Keep in mind that back in the WWI era, information sharing on a global level isn't what it's like today. It might have taken years or decades for the people of one country to know the deeds of another country. Especially events like testing and dropping bombs.
Meanwhile, propaganda and how bunch of 'highly educating' books were being churned out, which left the 'highly educated', undereducated.
Here is a brief look at some of the topics, that when studied altogether at the same time, without one-sided propaganda, might affect the lenses and perspectives of what happened from the timeline hallmarked by terms like Bolsheviki, WWI, WWII, and the major events and developments of today:
American Expeditionary Force Siberia or AEF-S
'was a formation of the United States Army involved in the Russian Civil War in Vladivostok, Russia, after the October Revolution, from 1918 to 1920. The force was part of the larger Allied North Russia intervention. As a result of this expedition, early relations between the United States and the Soviet Union were poor.'
https://en.wikipedia.org/wiki/American_Expeditionary_Force,_Siberia
Rarely if ever, has grade school material been out in front of me that says along the lines 'nearly a couple of hundred US troops died in the cause, here is the list of veterans'; I haven't heard it from any other student, from any school, anywhere, any time.
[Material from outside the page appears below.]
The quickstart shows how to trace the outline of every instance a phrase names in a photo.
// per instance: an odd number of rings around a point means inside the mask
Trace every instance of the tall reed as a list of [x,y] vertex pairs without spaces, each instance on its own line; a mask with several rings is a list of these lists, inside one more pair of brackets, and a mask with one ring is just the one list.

Recurrent question, what's Romanovka?, or which is which?
'The Battle of Romanovka was fought in June 1919 during the Russian Civil War. Russian Bolsheviks of Yakov Tryapitsyn launched a surprise attack on an American army camp at Romanovka, near Vladivostok.'
https://en.wikipedia.org/wiki/Battle_of_Romanovka
Yalta Conference
Lop Nur or Lop Nor testing, when was it?
-Online information may generally point to a start of about October 1964 with over 40 tests spanning through the mid 1990s.
Russian bomb testing, when was it?
-Briefly, fast access online sources might say,
RDS-1 or "First Lightning" (designated "Joe-1" by US), on August 29, 1949. The test took place at the Semipalatinsk Test Site in Kazakhstan.
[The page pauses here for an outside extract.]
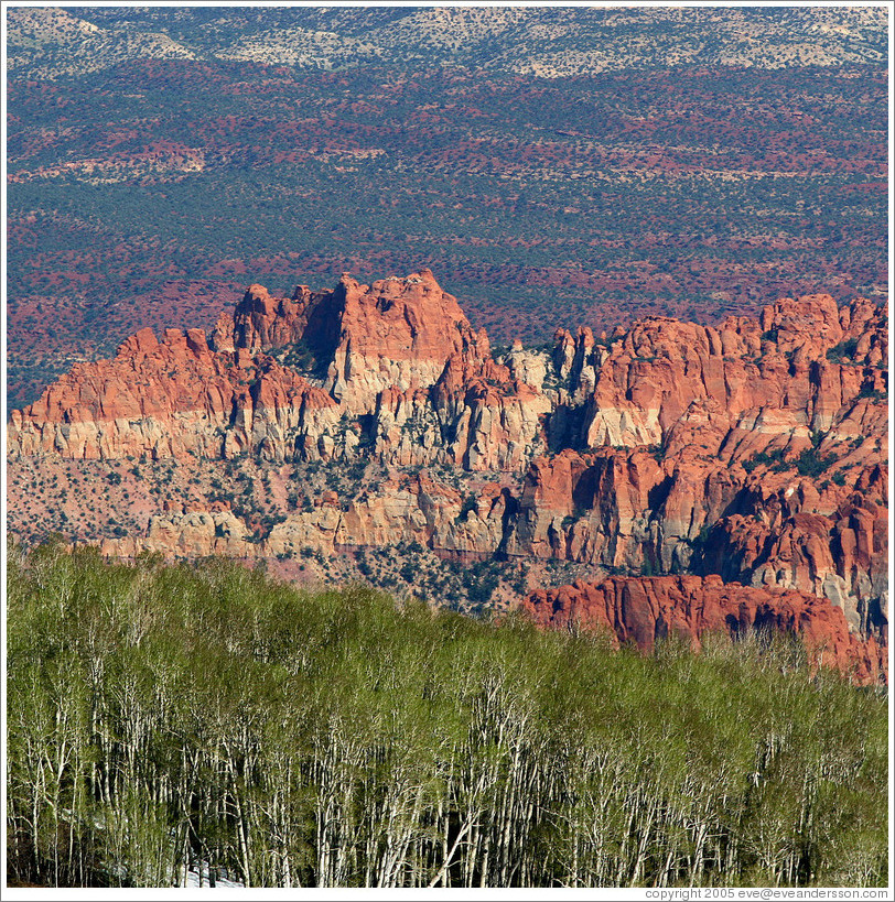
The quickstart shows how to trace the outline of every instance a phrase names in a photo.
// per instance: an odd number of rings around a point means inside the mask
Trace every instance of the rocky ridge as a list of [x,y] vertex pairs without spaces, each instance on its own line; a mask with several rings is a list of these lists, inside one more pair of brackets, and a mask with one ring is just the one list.
[[[494,357],[430,271],[345,275],[290,297],[252,285],[209,337],[141,330],[13,411],[8,453],[13,467],[247,455],[382,468],[262,541],[226,502],[173,504],[141,535],[107,536],[109,554],[401,541],[461,561],[716,575],[826,599],[853,635],[885,642],[886,359],[884,308],[822,294],[718,328],[649,317],[610,336],[560,329],[549,352],[517,343]],[[477,497],[445,468],[477,475]]]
Nakasaki/Nagasaki and Hiroshima bombings, when were they?
-Generally, early August 1945
Essays written:
In the referenced book, before, including, and around the essays 'A Military Necessity' (Feis), and Paterson's 'American Expressionism and Power'.
May beg a question such as, what accounts for lack of information on Lop Nur and Russia testing in these?
(Maybe there is down in there somewhere, but expounding paragraphs didn't seem readily noticeable.)
From the intro of the chapter 'The Atomic Bomb and Diplomacy', (Vol II of Major Problems in American Foreign Policy...Docs, Essays),
'Authorized...on populated areas because that was the only way to shorten the war and save American lives. Until the 1960s most historians accepted that conclusion. But recent scholarship, although not denying the argument that American lives would have been spared, has suggested that other considerations also influenced American leaders: relations with Soviet Russia, emotional revenge, momentum, and perhaps racism. Scholars today are also debating why several alternatives... we're not tried.'
Along with obviously I'm further behind in my readings than I should be, (I'm probably not the only one), the statement in that intro says, the concept is nothing new. The book was published in 1978.
What's this about encroachment towards being un-American if flow doesn't go with certain individuals, certain plans?
Maybe some folks grew up with parents or grandparents that were impressions youths back in the 1960s, and the warplans was the say all folkway, in order to truly have fealty to America.
Then again there's strong argument to that as the turbulent 60s probably wouldn't have been turbulent if everyone agreed on everything.
I never grew up to hold or express racism against anyone, whether they be from the Far East, Far West, nor aspects of myself and own history, or own people/s. I'm not going to start, the racism etc, anywhere in the timeline from 1978 on through the future.
That's the way of the ultimate heights of peace.